外出の自粛がやっと緩和されたことだし、外食したい、飲みにも行きたい。だけど感染拡大前のように街に繰り出してもいいものか――。悩ましさを感じる人は少なくありません。

「ゴハンに誘われたけど、なんとなく怖くて……」。日比谷のオフィスに勤務する長岡さん(仮名)は、まだ外食する気になれないと話してくれました。「久しぶりに出社して、仲のいい同僚の顔を見たら、そりゃ一杯行きたくなりますけどね。でも誘っちゃっていいものか……」と、テレワーク明けの田原さん(仮名)は周囲への忖度を口にしていました。

「店も営業再開し始めたし、なじみの店には顔を出したい。
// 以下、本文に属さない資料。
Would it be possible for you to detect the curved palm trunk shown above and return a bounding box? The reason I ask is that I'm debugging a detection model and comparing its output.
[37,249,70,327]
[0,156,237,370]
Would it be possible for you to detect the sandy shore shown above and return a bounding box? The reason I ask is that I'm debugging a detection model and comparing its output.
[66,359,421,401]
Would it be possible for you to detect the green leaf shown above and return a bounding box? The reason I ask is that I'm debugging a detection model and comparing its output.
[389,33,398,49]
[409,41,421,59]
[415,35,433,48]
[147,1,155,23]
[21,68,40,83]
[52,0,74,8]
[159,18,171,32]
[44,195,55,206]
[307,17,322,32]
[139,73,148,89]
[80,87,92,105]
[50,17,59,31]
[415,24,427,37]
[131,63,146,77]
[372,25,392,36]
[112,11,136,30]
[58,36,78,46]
東京アラートも解除された。でも全開でアクセル踏んでいいのか。なんか気持ちのどこかでは、まだブレーキ踏んでますよね」。こう続けた田原さんの言葉は、まさに現状の日本国民の気持ちを代弁しています。

メニュー表を廃止、自分のスマホで注文

政府が公表した「新しい生活様式」では、食事について「対面ではなく横並びで座る」「大皿は避けて、料理は個々に」「おしゃべりは控えめに」などと記載されています。外食するには、利用する側の努力や配慮と同時に、飲食店サイドの「感染防止への対応策」が求められています。
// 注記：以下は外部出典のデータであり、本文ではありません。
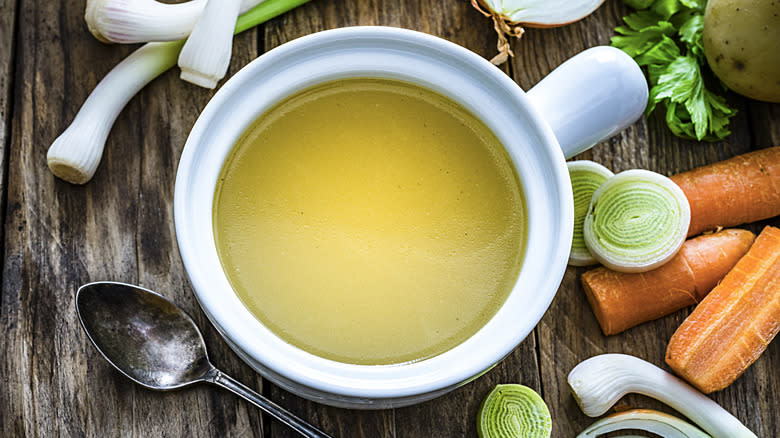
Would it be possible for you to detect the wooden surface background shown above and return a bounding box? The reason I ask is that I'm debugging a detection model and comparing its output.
[1,0,778,436]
「従業員のマスク着用」や「アルコール消毒液の設置」などの対策は、すでに多くの飲食店が実施していますが、なかには利用客に安心してもらうために、独特の工夫を施している店もあります。

東京駅近辺の八重洲にある居酒屋では、常時ドアを開放し換気しつつ、入店時には「検温」、除菌ペーパーでスマートフォンを消毒するなど、かなり細かな感染防止体制をしいています。しかも、こうした対策をきちんと実践するために、専任の「消毒担当スタッフ」を店頭に配置するといった徹底ぶり。

また日本橋にあるイタリアンレストランでは、不特定多数の人が触れるメニュー表を廃止しました。各テーブルにQRコードを設置し、お客さんが自分のスマートフォンで読み取り注文するシステムに変更し、衛生面に配慮しているのです。冒頭で紹介した「ラーメン二郎」の仕切り板もそうですが、少しでも安心して来店できる環境は、お店の業績を左右する極めて重要なファクターといえます。